The blocklist file is located at /mnt/ghostesp/dns_sinkhole/blocklist.txt on the SD card. Requirements:

• One domain per line.
• Must be sorted alphabetically (required for binary search on non-PSRAM devices).
• Parent-domain matches are blocked too, so example.com also blocks www.example.com and deeper subdomains.
• Lines starting with # are treated as comments.
• Case-insensitive matching.

To sort a blocklist on your PC:

sort -f -u blocklist.txt > blocklist_sorted.txt

Downloading Blocklists

Blocklist downloading requires WiFi, SD card storage, and a PSRAM-enabled device.
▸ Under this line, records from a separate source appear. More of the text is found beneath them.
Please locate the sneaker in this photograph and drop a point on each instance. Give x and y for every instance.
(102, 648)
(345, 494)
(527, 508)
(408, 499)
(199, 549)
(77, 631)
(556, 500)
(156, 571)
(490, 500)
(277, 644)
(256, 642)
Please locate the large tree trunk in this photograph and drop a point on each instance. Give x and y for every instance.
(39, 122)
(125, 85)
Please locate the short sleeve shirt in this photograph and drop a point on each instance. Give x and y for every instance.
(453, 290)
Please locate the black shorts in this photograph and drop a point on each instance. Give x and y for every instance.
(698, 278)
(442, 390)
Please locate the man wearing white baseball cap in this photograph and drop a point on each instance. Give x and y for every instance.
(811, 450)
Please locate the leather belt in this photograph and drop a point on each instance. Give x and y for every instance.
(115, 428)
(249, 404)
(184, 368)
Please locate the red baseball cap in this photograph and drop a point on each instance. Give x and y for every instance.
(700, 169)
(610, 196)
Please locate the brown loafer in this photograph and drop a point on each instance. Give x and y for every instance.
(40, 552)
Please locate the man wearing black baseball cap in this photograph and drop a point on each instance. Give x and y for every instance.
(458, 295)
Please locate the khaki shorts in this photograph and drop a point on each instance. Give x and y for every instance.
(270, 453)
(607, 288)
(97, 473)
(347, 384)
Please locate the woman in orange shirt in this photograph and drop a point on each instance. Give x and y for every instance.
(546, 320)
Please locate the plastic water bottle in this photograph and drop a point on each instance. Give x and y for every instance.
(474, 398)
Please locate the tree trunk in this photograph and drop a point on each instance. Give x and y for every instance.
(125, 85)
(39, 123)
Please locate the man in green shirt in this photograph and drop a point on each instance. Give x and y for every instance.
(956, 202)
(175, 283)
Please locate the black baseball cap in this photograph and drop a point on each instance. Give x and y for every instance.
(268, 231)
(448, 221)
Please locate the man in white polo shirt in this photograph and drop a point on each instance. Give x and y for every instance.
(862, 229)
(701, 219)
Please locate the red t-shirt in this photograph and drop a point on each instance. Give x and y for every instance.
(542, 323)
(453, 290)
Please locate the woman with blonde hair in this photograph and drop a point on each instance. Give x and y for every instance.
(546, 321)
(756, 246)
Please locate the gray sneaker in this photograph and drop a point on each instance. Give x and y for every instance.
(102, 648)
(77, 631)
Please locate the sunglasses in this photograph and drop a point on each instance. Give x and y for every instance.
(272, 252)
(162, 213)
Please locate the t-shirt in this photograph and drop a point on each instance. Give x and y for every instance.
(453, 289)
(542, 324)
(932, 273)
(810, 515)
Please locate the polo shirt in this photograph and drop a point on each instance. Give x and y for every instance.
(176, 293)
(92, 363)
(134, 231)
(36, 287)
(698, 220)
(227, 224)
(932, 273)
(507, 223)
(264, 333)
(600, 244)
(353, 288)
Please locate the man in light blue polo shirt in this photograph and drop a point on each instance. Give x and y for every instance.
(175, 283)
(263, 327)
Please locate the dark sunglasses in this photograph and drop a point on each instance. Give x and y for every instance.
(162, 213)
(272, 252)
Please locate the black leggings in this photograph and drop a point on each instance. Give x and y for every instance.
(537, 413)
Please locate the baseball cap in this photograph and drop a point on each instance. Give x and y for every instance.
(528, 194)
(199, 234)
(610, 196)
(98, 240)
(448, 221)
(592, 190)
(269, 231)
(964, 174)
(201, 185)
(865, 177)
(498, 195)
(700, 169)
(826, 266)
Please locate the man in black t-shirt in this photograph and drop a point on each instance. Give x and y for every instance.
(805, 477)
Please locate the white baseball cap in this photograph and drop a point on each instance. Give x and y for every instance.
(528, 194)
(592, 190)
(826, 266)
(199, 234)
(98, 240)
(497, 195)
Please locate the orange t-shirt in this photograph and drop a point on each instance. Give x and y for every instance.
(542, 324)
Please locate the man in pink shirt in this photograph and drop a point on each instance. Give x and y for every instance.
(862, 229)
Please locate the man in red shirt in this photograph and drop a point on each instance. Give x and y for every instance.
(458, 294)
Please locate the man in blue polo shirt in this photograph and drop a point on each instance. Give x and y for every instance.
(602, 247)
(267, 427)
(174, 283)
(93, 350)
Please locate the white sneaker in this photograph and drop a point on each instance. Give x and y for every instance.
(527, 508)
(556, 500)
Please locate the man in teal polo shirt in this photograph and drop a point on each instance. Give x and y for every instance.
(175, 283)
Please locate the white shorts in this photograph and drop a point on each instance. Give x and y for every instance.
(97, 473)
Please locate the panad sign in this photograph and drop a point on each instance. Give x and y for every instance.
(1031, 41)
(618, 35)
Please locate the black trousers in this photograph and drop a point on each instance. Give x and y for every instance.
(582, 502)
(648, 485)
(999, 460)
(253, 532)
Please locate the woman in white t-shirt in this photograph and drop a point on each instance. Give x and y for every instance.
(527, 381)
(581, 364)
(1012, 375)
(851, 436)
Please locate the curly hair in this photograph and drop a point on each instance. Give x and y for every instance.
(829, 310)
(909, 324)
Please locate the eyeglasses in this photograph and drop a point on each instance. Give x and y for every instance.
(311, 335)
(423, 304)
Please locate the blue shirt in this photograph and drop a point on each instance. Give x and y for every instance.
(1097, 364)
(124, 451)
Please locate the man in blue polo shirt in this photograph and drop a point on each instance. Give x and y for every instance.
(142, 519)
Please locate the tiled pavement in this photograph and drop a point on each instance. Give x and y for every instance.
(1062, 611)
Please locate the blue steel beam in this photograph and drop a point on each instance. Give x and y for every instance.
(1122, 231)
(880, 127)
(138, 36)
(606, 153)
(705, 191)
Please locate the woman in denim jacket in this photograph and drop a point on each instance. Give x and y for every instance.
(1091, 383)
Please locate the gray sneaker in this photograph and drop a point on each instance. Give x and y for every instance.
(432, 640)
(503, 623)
The download command stores named source files in /mnt/ghostesp/dns_sinkhole/; it does not directly replace the active blocklist.txt.

List available sources:

sinkhole download

Current built-in sources:

• 1 Peter Lowe, saved as peter_lowe.txt
• 2 OISD Basic, saved as oisd.txt
• 3 StevenBlack, saved as stevenblack.txt

Download a source, then load it as the active blocklist:

sinkhole download 1
sinkhole load peter_lowe.txt

sinkhole load copies the selected file to /mnt/ghostesp/dns_sinkhole/blocklist.txt and restarts the sinkhole.

Adding domains

sinkhole add ad.example.com

This inserts the domain into the sorted blocklist file. Restart the sinkhole for it to take effect.

Troubleshooting

• “STA not available”: Connect to a WiFi network first using connect.
• “SD card required for DNS sinkhole (no PSRAM)”: Insert and mount an SD card before starting.
• “Blocklist download requires a PSRAM-enabled device”: Blocklist downloading is only supported on PSRAM-enabled devices. On devices without PSRAM, copy a pre-sorted blocklist file to /mnt/ghostesp/dns_sinkhole/blocklist.txt on the SD card manually.
• Queries not being blocked: Verify the blocklist file exists at /mnt/ghostesp/dns_sinkhole/blocklist.txt and is sorted alphabetically. Check sinkhole status to see if blocked count is increasing.
• Pages not loading (forwarding broken): Ensure the GhostESP can reach the internet. The upstream DNS is auto-detected from your WiFi network. If it falls back to 8.8.8.8, verify that UDP port 53 is not blocked on your network.
• “DNS sinkhole: no blocklist, running in proxy mode”: No blocklist file was found. The sinkhole will forward all queries without blocking. Add a blocklist and restart.
• Sinkhole stops when WiFi disconnects: The sinkhole automatically stops if the STA connection is lost. Reconnect to WiFi and restart.
• Cannot start with Evil Portal running: The sinkhole and Evil Portal are mutually exclusive. Stop one before starting the other.